Metadata-Version: 2.4
Name: loafer-etl
Version: 0.2.2
Summary: AI-assisted ETL and ELT pipelines from the command line
License-Expression: MIT
Keywords: ai,cli,data-pipeline,elt,etl
Requires-Python: >=3.11
Requires-Dist: anthropic>=0.88.0
Requires-Dist: apscheduler<4,>=3.10
Requires-Dist: dashscope>=1.25.15
Requires-Dist: google-genai>=1.0
Requires-Dist: httpx>=0.27
Requires-Dist: langgraph>=0.2
Requires-Dist: openai>=2.30.0
Requires-Dist: openpyxl>=3.1
Requires-Dist: pdfplumber>=0.11.9
Requires-Dist: psycopg2-binary>=2.9
Requires-Dist: pydantic>=2.0
Requires-Dist: pymongo>=4.6
Requires-Dist: pymysql>=1.1
Requires-Dist: python-dotenv>=1.0
Requires-Dist: pyyaml>=6.0
Requires-Dist: rich>=13.0
Requires-Dist: sqlalchemy>=2.0.48
Requires-Dist: sqlglot>=20.0
Requires-Dist: structlog>=23.0
Requires-Dist: tenacity>=9.1.4
Requires-Dist: typer>=0.9.0
Provides-Extra: dev
Requires-Dist: pytest-asyncio>=0.23; extra == 'dev'
Requires-Dist: pytest-cov>=4.0; extra == 'dev'
Requires-Dist: pytest>=8.0; extra == 'dev'
Requires-Dist: ruff>=0.4; extra == 'dev'
Description-Content-Type: text/markdown

# Loafer

> A CLI-first, declarative ETL/ELT pipeline tool driven by YAML.

## Overview

Modern data pipelines often become bogged down by repetitive boilerplate and fragile scripts.
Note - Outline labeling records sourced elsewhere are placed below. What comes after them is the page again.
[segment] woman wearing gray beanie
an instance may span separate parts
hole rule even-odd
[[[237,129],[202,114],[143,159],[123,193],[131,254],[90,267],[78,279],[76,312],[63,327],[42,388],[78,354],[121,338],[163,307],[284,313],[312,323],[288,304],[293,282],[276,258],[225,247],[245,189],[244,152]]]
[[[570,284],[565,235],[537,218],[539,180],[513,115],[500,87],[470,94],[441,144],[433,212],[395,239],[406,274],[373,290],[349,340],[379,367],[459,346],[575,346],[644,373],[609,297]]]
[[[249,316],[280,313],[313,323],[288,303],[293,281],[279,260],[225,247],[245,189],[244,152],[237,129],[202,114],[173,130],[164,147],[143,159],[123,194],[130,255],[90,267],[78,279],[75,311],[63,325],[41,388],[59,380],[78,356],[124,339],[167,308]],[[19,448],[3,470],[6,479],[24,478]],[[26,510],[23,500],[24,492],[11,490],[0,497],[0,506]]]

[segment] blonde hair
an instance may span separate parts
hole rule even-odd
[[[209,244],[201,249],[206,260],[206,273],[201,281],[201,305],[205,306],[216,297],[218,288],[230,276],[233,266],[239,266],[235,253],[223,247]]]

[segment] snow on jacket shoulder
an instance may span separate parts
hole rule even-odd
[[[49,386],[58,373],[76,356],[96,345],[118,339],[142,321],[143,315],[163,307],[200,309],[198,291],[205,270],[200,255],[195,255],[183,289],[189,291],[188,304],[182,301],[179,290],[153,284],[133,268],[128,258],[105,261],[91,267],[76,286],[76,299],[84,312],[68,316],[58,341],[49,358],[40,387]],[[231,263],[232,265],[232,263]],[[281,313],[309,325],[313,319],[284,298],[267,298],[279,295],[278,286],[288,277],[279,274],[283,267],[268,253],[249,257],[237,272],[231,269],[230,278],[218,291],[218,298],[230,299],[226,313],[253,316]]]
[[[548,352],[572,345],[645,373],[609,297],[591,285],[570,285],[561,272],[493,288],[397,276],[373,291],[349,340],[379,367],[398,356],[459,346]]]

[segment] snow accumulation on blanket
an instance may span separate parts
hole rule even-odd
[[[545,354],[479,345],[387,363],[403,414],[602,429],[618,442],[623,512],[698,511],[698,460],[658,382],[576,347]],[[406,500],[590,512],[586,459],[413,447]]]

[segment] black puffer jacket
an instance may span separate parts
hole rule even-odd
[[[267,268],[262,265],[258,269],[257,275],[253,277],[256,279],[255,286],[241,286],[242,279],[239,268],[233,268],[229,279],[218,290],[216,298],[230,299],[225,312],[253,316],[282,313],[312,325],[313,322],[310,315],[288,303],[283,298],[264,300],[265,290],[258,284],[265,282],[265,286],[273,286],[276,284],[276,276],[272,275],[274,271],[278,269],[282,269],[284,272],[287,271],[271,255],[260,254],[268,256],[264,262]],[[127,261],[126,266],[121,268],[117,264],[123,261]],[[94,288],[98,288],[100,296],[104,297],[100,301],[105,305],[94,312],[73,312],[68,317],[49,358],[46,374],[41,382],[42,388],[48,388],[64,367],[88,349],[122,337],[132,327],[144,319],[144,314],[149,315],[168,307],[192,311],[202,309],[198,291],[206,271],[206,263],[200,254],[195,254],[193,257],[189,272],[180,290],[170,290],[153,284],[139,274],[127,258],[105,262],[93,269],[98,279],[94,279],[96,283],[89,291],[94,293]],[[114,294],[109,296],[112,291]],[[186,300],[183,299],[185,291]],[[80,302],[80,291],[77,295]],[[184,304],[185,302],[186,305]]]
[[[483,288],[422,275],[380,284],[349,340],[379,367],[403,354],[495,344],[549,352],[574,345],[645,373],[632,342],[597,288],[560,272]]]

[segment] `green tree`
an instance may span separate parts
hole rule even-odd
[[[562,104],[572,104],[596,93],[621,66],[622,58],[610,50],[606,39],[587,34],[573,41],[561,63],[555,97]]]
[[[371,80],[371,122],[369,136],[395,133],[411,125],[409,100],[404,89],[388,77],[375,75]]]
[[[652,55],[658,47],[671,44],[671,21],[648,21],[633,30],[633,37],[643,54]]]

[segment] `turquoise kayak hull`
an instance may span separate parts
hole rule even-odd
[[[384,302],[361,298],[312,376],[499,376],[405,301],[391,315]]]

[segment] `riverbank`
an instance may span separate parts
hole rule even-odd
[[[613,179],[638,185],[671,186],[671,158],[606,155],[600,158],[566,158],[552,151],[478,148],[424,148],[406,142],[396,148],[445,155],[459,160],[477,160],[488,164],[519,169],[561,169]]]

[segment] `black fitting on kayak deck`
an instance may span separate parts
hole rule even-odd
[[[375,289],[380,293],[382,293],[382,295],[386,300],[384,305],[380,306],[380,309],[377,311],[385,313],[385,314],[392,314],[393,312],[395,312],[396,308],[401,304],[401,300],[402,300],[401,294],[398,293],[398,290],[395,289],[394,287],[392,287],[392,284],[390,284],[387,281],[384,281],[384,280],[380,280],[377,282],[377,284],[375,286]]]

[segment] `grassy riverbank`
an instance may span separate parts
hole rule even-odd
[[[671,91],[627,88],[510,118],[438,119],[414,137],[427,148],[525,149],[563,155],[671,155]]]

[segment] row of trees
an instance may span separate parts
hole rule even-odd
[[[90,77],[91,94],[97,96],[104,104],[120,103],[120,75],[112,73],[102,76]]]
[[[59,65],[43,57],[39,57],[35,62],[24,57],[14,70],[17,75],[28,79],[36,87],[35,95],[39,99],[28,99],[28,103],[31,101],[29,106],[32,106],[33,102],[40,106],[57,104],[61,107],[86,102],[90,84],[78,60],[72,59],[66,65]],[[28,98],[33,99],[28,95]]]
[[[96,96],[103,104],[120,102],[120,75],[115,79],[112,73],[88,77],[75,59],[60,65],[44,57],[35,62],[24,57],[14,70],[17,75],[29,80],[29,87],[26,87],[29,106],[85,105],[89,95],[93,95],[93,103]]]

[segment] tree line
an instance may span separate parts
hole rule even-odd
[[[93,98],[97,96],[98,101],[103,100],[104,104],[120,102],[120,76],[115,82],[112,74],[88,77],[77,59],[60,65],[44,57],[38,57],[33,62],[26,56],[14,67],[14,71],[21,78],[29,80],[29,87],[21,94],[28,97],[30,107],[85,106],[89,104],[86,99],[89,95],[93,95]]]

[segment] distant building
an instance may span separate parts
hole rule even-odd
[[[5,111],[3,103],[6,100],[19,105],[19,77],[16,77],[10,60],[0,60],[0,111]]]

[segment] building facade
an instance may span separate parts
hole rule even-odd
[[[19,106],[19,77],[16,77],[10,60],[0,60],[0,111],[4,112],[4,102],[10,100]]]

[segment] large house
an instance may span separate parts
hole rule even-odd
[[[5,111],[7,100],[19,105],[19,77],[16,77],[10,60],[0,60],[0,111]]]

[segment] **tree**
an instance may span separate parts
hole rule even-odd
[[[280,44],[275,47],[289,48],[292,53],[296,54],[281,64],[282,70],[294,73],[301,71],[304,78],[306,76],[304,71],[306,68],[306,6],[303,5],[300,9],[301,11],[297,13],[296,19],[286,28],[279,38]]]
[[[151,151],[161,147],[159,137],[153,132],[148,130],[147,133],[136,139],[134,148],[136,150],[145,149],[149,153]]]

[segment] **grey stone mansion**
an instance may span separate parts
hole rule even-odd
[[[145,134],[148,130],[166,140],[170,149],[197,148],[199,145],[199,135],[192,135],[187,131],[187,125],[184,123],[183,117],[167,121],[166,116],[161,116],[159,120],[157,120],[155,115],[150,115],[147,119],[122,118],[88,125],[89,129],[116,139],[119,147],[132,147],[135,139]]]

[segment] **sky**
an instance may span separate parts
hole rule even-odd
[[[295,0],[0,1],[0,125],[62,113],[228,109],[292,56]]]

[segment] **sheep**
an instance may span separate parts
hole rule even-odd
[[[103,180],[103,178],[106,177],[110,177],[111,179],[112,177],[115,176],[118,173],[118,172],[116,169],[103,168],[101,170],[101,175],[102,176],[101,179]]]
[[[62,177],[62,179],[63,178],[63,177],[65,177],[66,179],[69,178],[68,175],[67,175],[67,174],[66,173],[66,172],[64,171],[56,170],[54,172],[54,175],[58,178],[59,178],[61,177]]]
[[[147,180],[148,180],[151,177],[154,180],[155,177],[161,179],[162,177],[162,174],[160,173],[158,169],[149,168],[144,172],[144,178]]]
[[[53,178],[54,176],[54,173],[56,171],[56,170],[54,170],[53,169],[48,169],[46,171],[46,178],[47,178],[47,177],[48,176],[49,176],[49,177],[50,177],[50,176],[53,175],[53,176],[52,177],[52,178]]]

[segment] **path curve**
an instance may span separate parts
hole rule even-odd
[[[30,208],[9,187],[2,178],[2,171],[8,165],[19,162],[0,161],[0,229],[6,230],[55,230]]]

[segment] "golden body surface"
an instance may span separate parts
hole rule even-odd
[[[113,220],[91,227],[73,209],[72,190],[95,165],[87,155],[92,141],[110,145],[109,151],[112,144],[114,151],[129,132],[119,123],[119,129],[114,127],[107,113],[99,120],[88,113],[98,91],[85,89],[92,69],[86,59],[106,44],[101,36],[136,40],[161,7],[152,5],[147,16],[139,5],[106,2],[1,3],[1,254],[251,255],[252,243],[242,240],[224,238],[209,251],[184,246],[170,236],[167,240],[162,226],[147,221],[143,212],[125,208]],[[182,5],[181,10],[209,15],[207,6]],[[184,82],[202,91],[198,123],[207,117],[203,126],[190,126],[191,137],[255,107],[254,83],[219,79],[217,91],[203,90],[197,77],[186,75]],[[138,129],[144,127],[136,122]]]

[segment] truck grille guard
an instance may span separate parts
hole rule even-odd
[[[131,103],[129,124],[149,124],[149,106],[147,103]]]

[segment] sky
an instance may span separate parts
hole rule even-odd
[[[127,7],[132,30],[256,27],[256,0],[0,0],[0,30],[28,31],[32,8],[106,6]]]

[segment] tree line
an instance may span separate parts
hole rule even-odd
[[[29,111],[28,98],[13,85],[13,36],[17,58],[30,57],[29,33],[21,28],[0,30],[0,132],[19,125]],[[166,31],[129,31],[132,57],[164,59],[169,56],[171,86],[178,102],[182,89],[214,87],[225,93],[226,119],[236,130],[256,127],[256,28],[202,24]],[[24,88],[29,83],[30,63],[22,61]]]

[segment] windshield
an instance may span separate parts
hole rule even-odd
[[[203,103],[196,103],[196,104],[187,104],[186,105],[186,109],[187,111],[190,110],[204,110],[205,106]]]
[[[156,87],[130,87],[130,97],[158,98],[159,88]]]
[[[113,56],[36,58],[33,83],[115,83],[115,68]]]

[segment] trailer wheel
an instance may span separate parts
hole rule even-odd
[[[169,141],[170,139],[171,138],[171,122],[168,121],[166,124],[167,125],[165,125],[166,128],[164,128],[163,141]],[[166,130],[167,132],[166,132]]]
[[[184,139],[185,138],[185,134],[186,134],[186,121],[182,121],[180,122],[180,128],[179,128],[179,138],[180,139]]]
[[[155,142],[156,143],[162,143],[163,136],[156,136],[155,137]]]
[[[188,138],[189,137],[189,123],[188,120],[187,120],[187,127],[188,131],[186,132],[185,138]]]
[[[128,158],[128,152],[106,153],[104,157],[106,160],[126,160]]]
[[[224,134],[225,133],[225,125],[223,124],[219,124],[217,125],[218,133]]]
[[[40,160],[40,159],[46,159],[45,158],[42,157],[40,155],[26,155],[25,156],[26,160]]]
Loafer solves this by treating data movement and transformation as configuration. 

Loafer is a CLI-first tool that allows you to extract data from databases, files, and APIs, apply powerful transformations (both custom and AI-generated), and load the results into target systems — all configured within a single, highly readable YAML file.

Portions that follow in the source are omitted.